Constantinopla. Abril do ano de 1204
«(…)
As ruas da cidade encontravam-se repletas de corpos mutilados, cobertos de sangue,
com feridas profundas provocadas pelo golpe certeiro da espada. Eu caminhava lentamente,
cambaleando, mergulhado na embriaguez que me provocava aquela loucura desenfreada.
Seguia com dificuldade a figura firme do abade Martín, que abria caminho por entre
aquele marasmo de morte e crueldade.
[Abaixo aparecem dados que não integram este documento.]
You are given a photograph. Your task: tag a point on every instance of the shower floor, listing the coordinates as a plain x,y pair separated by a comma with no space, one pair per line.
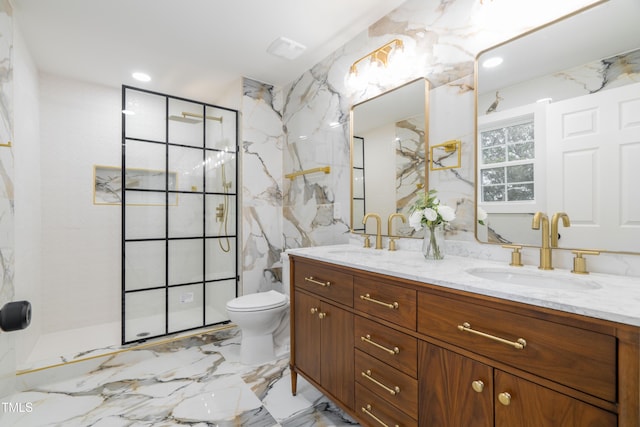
82,343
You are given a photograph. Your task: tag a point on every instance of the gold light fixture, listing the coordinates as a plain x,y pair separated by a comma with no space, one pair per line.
380,56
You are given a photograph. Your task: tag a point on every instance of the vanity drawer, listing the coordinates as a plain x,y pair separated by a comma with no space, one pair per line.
397,388
376,412
332,284
386,301
388,345
579,358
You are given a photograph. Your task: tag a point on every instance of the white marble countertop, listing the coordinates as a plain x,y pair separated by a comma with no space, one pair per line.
602,296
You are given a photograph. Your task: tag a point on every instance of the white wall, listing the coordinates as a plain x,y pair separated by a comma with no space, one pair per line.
81,266
28,212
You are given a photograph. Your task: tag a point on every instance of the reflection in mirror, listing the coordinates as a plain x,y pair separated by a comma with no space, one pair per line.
558,130
388,146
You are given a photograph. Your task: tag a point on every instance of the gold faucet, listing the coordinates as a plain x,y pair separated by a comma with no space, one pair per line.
545,250
554,226
378,228
392,238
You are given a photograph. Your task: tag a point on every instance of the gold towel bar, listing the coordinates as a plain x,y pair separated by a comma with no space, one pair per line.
325,169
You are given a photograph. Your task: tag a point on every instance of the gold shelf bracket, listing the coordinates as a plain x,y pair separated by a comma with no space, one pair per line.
325,169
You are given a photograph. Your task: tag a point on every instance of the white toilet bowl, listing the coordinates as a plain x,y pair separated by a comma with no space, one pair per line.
258,316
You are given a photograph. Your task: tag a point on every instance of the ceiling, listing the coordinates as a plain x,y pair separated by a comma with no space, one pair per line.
192,48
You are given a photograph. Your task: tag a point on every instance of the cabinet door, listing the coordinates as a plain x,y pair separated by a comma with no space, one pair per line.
454,390
531,405
337,356
307,335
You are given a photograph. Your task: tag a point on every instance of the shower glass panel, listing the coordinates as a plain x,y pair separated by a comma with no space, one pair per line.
145,115
146,314
145,264
179,207
185,307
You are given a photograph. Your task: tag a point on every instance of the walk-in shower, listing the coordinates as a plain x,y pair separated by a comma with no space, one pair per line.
179,204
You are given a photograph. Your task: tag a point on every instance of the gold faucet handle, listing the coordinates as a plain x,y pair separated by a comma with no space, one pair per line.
516,256
579,263
392,243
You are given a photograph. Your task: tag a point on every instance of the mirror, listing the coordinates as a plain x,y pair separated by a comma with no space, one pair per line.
558,130
388,144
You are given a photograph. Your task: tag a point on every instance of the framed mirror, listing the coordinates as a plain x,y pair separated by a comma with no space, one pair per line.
558,130
389,140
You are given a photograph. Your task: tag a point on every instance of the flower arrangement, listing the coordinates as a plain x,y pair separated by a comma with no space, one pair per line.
428,212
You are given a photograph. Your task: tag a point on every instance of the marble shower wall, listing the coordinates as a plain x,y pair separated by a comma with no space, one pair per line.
7,292
443,39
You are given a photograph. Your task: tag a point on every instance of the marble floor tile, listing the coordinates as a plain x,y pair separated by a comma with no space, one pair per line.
192,381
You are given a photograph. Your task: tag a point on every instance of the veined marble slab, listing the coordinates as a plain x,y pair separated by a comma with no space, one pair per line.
604,296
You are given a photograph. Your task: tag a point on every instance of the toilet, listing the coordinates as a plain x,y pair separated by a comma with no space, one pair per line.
258,316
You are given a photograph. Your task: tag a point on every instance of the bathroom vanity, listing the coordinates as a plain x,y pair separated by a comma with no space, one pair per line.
395,340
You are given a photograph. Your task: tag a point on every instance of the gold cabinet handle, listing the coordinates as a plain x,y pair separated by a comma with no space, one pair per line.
392,352
504,398
392,391
477,386
519,344
367,297
368,410
317,282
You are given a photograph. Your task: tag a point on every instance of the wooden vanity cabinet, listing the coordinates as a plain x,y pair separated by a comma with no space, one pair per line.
457,358
322,331
463,392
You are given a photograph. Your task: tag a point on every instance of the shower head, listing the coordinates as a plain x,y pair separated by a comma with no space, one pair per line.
192,118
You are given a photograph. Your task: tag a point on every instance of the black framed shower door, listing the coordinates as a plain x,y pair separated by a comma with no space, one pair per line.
179,203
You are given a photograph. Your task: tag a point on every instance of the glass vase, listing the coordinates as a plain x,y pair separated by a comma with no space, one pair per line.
433,243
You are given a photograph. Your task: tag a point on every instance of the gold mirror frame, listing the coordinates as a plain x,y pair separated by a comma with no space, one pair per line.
592,10
390,102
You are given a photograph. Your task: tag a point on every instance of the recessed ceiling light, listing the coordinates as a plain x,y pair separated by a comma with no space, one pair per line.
286,48
492,62
143,77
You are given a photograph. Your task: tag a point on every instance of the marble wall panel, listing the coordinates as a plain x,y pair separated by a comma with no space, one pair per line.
442,39
262,146
7,291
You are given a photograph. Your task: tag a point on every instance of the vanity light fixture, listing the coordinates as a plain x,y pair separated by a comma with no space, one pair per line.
142,77
379,57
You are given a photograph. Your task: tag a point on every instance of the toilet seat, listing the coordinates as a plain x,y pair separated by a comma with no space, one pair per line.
258,301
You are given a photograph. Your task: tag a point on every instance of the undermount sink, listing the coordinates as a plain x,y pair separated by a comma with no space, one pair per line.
535,279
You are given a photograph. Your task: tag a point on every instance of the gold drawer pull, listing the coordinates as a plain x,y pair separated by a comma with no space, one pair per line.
367,297
367,338
477,386
368,410
392,391
317,282
504,398
519,344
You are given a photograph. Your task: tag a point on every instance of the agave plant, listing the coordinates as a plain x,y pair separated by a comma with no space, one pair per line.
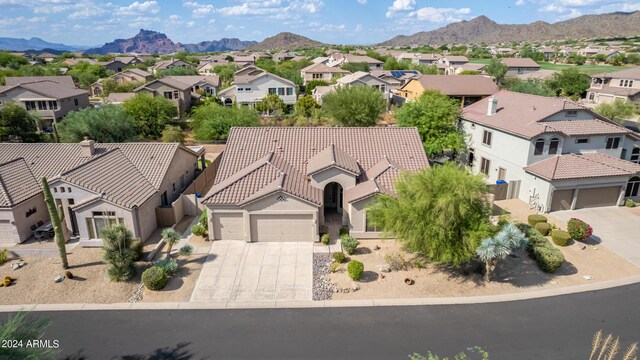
492,250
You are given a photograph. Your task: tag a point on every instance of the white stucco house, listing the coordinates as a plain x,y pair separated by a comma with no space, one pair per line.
553,153
286,184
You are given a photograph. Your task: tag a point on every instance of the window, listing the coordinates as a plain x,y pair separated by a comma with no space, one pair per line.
553,146
486,137
613,143
485,166
539,147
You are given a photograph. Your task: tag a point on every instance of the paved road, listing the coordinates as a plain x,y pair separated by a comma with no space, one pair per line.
550,328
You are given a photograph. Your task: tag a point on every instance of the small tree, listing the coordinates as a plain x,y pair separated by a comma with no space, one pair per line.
171,237
355,105
491,250
118,253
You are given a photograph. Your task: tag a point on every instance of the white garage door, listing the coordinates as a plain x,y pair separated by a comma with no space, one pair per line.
285,227
228,226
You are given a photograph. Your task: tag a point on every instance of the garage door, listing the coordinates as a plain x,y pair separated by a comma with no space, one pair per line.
561,200
289,227
596,197
228,226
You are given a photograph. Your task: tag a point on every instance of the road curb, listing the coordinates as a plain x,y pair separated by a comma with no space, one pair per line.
288,304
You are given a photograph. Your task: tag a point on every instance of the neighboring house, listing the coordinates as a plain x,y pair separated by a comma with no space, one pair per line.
553,153
96,184
465,88
518,66
607,87
321,72
168,64
286,184
252,84
173,90
127,76
49,97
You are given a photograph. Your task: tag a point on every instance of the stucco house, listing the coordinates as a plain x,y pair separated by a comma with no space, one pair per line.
553,153
96,185
290,183
252,84
607,87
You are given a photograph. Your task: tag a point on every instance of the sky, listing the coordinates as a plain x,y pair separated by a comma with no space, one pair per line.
94,22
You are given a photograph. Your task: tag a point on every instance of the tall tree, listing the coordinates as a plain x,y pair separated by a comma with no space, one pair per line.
435,115
150,114
440,212
110,123
358,105
57,223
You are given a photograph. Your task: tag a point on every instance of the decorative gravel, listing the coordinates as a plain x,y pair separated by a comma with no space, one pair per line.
322,287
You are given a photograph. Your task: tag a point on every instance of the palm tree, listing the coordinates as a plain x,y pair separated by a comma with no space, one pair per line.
171,237
492,250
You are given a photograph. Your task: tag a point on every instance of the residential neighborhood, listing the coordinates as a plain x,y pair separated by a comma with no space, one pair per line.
365,172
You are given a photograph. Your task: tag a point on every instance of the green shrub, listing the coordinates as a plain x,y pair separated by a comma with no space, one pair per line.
355,269
339,257
578,229
543,228
198,230
325,239
154,278
4,256
169,265
549,259
137,246
536,218
349,244
560,237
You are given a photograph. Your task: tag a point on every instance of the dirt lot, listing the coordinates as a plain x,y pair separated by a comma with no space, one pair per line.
512,274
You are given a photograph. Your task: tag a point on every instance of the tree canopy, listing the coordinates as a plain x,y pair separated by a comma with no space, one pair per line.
435,115
109,123
354,105
440,212
150,113
213,121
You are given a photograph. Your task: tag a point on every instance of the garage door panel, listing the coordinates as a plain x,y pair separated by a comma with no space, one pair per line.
282,227
597,197
228,226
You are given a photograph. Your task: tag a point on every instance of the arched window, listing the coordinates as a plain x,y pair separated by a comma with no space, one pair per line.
539,147
633,187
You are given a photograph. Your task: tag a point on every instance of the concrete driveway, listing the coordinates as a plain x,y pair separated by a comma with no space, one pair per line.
618,228
240,271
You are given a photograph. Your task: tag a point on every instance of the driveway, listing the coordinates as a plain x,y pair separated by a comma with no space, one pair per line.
618,228
240,271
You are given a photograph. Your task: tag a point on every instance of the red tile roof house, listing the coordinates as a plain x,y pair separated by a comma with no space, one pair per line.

A manhã rompera clara e o céu abria-se, aos
meus olhos, pintado de um azul intenso. Nada me fazia prever os acontecimentos que
se seguiram e de que fui testemunha obrigada e horrorizada. Tínhamo-nos levantado
de madrugada, respondendo à chamada do abade. Bernardo e eu dormíamos ao pé da
sua cama, no abrigo que os soldados tinham preparado para nos acomodar havia
mais de um mês. A ofensiva estava preparada e os homens tinham-se confessado e
comungado no dia anterior. O abade Martín, a quem, desde que chegara ao acampamento,
erguido diante das muralhas da cidade sitiada, tinha sido atribuído o comando de
todos os clérigos que participavam da expedição, terminara os seus deveres a
altas horas da noite, entregue à difícil missão de reconfortar as almas dos
homens, conscientes de que enfrentavam uma morte terrível e impiedosa. Os sermões
dos clérigos para animar as tropas para o combate tinham-se concentrado na
afirmação de que os gregos da cidade de Constantinopla eram traidores e hereges,
chegando a compará-los com os judeus. Ao ouvirem estes discursos, os corações enalteciam-se
e a convicção de que Deus estava connosco ia aumentando à medida que as prédicas
se estendiam naquele ambiente rarefeito por uma calma tensa. Os homens tinham sido
obrigados a jurar, sobre relíquias sagradas, que, tanto durante a batalha como depois,
procederiam de forma honesta e cristã, respeitando os adversários e, sobretudo,
os cidadãos que se vissem envolvidos no combate. Foram obrigados a jurar que não
cometeriam violações e que respeitariam os monges e os sacerdotes, a não ser
que agissem em defesa própria, e foi-lhes proibido invadir igrejas ou mosteiros.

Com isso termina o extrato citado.